Regueiro Jorge, Llompart Maria, Garcia-Jares Carmen, Cela Rafael
Departamento de Quimica Analitica, Nutricion y Bromatologia, Instituto de Investigacion y Analisis Alimentarios, Universidad de Santiago de Compostela, Santiago de Compostela 15782, Spain.
J Chromatogr A. 2009 Apr 3;1216(14):2816-24. doi: 10.1016/j.chroma.2008.09.110. Epub 2008 Oct 7.

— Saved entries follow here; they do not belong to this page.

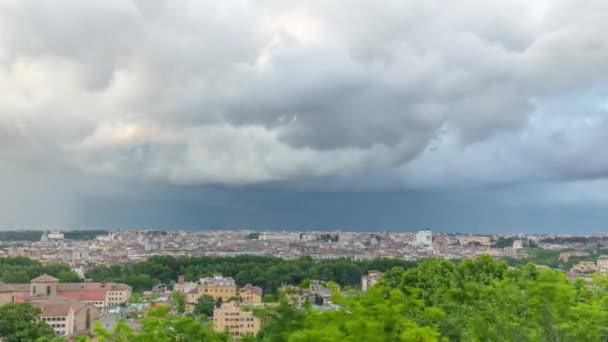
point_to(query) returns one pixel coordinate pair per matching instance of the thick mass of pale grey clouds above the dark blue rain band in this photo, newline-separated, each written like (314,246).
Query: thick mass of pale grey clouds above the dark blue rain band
(208,92)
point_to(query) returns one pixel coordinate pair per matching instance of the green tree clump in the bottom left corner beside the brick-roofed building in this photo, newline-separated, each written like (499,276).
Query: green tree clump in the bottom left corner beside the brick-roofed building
(20,323)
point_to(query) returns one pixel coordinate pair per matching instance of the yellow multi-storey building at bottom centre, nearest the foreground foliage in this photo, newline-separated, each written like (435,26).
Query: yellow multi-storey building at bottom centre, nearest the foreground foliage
(238,322)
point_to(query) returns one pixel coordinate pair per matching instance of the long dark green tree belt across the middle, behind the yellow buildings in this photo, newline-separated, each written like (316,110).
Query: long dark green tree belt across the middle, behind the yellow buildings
(267,272)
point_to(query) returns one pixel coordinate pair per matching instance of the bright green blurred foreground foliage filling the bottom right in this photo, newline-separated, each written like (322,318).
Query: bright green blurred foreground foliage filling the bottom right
(476,300)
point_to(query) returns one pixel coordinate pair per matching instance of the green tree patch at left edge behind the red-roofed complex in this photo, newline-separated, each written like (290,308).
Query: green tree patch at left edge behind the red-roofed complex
(22,270)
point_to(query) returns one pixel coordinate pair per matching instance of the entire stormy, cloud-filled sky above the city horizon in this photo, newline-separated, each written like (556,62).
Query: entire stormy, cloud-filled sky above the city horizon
(460,116)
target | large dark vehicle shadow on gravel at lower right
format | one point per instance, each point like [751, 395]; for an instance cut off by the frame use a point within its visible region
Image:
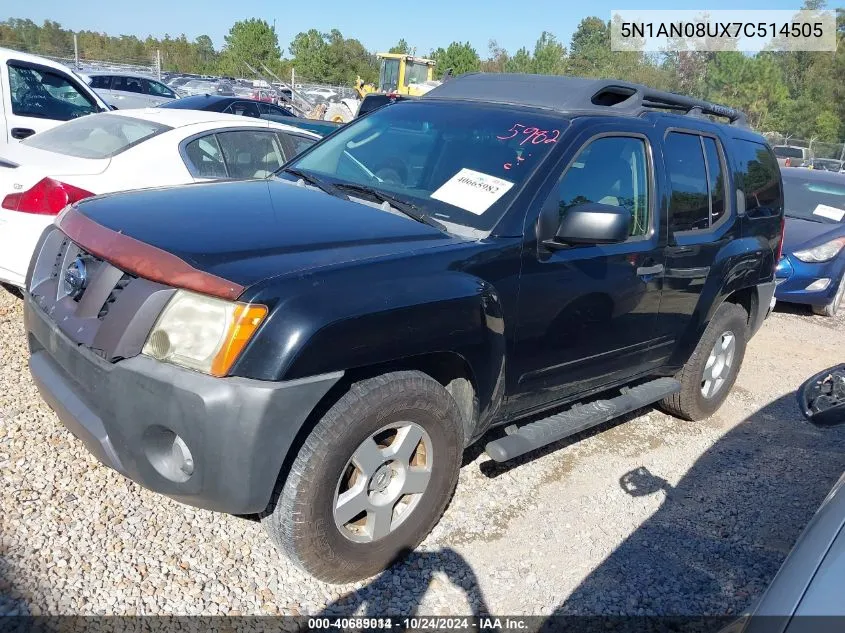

In the present work, a simple and fast methodology has been developed for the analysis of chlorotoluenes in water samples using solid-phase microextraction (SPME) coupled to gas chromatography-tandem mass spectrometry (GC/MS/MS). A multifactorial experimental design strategy was used for studying the influence on extraction yield of factors such as fiber coating, extraction mode, temperature, and addition of sodium chloride. Quantitative recoveries (>/=84%) and satisfactory precision (relative standard deviations (RSD)</=12%) have been obtained. Limits of detection (LODs) in the sub-picogram per litre level from 0.030 to 0.330 were achieved for all analyzed compounds. Linearity was studied in a wide range of concentrations and an analysis of variance with a lack-of-fit test was run to validate the calibration data. Extraction time profiles were also studied, showing that most of chlorotoluenes reached the equilibrium or were close to it. Finally, the applicability of the proposed method has been demonstrated for real samples including river and sewage water samples. Since no matrix effects were observed, quantification could readily be carried out by external calibration with ultrapure water standards.
在本研究中,已开发出一种简单快速的方法,用于分析水样中的氯甲苯,该方法采用固相微萃取(SPME)与气相色谱 - 串联质谱(GC/MS/MS)联用。采用多因素实验设计策略来研究诸如纤维涂层、萃取模式、温度和氯化钠添加量等因素对萃取产率的影响。获得了定量回收率(≥84%)和令人满意的精密度(相对标准偏差(RSD)≤12%)。所有分析化合物的检测限(LOD)在每升亚皮克级水平,范围为0.030至0.330。在很宽的浓度范围内研究了线性关系,并进行了失拟检验的方差分析以验证校准数据。还研究了萃取时间曲线,结果表明大多数氯甲苯达到了平衡或接近平衡。最后,已证明所提出的方法对包括河水和污水水样在内的实际样品具有适用性。由于未观察到基质效应,因此可以通过用超纯水标准品进行外标法轻松进行定量。